On Wednesday, persistent investor worries gave way to an all-out panic for a few hours — the Dow Jones industrial average lopped off 550 points before climbing back to close down by a more manageable 249 points. But as the year’s third week of trading staggers toward Friday’s finish line, it isn’t the direction of any one day’s numbers that should be of most concern — it’s the attitude of stock traders. Their malaise could become contagious, creating a genuine drag on the actual U.S. economy — the one that exists beyond Wall Street; the one that is so far holding its own.
Despite data that continue to show the economy remains fundamentally sturdy, investors have worked themselves into a frenzy over goings-on in other parts of the world. While most people feel a bit better about their personal financial situation every time they fill up a gas tank these days, investment managers and traders have a different perspective.

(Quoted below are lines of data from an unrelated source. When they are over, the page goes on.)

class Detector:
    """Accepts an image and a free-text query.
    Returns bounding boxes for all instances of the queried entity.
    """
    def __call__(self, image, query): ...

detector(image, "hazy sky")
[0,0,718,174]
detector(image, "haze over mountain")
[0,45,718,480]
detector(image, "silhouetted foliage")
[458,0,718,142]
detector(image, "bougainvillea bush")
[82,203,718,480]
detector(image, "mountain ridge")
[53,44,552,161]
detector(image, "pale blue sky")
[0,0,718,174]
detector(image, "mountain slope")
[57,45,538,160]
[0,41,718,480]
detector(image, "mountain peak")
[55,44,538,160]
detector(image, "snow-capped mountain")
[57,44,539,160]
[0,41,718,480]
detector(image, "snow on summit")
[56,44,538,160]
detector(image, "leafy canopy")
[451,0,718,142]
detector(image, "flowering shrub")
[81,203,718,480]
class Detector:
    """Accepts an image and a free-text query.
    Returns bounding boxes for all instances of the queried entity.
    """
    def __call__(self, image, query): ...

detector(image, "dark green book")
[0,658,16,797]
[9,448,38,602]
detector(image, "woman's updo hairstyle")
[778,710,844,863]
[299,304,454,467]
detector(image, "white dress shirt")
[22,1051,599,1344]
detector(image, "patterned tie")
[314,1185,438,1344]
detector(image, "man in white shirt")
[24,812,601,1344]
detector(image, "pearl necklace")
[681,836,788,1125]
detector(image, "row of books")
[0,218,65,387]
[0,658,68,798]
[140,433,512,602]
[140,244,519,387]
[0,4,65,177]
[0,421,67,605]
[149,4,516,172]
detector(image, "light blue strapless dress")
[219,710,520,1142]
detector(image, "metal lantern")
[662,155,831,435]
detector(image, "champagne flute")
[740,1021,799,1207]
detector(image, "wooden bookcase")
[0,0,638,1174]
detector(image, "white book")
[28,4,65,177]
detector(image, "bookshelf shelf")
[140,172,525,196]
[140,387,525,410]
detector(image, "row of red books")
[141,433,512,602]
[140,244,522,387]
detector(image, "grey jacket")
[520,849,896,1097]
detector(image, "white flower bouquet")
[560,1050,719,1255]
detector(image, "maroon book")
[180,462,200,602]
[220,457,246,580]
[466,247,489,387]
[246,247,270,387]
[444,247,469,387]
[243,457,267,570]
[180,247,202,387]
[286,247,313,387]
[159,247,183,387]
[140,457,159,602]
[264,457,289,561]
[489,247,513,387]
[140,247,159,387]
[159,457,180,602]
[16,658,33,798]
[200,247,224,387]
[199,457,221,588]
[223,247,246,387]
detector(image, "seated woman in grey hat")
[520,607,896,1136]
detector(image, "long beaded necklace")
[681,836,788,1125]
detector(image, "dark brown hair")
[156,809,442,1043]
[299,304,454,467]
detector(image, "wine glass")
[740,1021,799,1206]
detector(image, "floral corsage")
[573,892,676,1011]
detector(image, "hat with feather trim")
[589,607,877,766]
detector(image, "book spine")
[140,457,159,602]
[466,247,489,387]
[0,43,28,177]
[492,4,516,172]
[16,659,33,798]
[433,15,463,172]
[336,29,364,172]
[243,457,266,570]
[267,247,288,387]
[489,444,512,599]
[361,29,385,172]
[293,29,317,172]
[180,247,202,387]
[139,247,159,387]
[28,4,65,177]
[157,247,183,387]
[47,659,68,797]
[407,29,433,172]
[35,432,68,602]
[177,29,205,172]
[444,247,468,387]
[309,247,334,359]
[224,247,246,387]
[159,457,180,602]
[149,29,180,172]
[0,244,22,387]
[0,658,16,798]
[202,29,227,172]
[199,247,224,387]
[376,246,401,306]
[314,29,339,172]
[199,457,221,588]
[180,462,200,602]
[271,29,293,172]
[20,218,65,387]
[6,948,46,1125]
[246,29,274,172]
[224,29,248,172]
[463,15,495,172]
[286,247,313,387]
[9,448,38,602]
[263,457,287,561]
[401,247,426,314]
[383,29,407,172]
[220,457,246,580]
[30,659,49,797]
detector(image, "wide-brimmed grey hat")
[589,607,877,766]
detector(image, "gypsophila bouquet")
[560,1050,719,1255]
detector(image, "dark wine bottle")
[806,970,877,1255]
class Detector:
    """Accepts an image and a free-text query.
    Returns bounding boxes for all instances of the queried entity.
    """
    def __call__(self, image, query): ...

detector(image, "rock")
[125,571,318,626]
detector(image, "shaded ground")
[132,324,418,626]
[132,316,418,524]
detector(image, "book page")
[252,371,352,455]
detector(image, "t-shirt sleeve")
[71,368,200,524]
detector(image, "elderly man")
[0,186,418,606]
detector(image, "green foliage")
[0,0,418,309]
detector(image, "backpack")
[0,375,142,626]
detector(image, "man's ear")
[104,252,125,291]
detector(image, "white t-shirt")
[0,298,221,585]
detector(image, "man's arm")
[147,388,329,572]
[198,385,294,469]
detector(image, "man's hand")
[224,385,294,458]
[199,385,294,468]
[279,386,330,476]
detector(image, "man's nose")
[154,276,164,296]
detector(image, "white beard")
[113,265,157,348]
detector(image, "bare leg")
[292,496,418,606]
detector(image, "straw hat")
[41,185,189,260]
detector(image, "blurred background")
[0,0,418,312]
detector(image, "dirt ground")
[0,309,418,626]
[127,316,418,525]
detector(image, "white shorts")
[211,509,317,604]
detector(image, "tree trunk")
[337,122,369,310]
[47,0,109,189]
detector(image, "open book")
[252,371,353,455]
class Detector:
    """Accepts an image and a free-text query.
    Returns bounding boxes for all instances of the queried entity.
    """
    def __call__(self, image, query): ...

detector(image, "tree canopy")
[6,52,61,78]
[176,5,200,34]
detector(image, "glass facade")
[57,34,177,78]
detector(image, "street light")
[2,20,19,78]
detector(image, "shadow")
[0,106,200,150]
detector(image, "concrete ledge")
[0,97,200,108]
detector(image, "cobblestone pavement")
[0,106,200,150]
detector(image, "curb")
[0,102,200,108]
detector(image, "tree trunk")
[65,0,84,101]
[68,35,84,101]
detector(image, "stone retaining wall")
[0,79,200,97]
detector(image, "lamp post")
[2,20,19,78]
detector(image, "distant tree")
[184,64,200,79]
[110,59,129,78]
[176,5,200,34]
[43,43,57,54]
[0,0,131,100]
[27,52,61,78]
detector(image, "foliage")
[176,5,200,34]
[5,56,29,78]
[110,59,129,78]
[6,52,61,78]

They worry that oil prices — down about 70 percent since the summer of 2014 — still have not reached the bottom floor. The lifting of sanctions on Iran will only add to the glut, they say, since the OPEC nation can start exporting oil again. Eroding demand for oil, and not just in China, has predictably led to layoffs at energy companies, whose stocks have been clobbered and are now at five-year lows. That, in turn, is becoming increasingly troublesome for banks that are heavily invested in the energy sector. You don’t have to dig far back into history to figure out what happens when bankers get the jitters.
No doubt, the January meltdown has been unsettling, especially for the millions of Americans in or near retirement who are dependent on IRAs and company-sponsored savings plans. But as financial analysts cite dire numbers day after day, there is comfort to be found in context. For starters, while plenty of American companies are eager to expand their businesses in China, the U.S., unlike many other countries, doesn’t rise and fall on China’s growth rate.
Remember that strong jobs report from December? In addition, consumer confidence was up last month, the cost of living fell, the unemployment rate is at 5 percent and inflation hasn’t been a factor for a long time. Yes, lower energy prices played a part in all of those measures, but taken as a whole they make a decent case for an economy that can withstand a month or two of white-knuckle markets. As long as investors don’t buy into fear.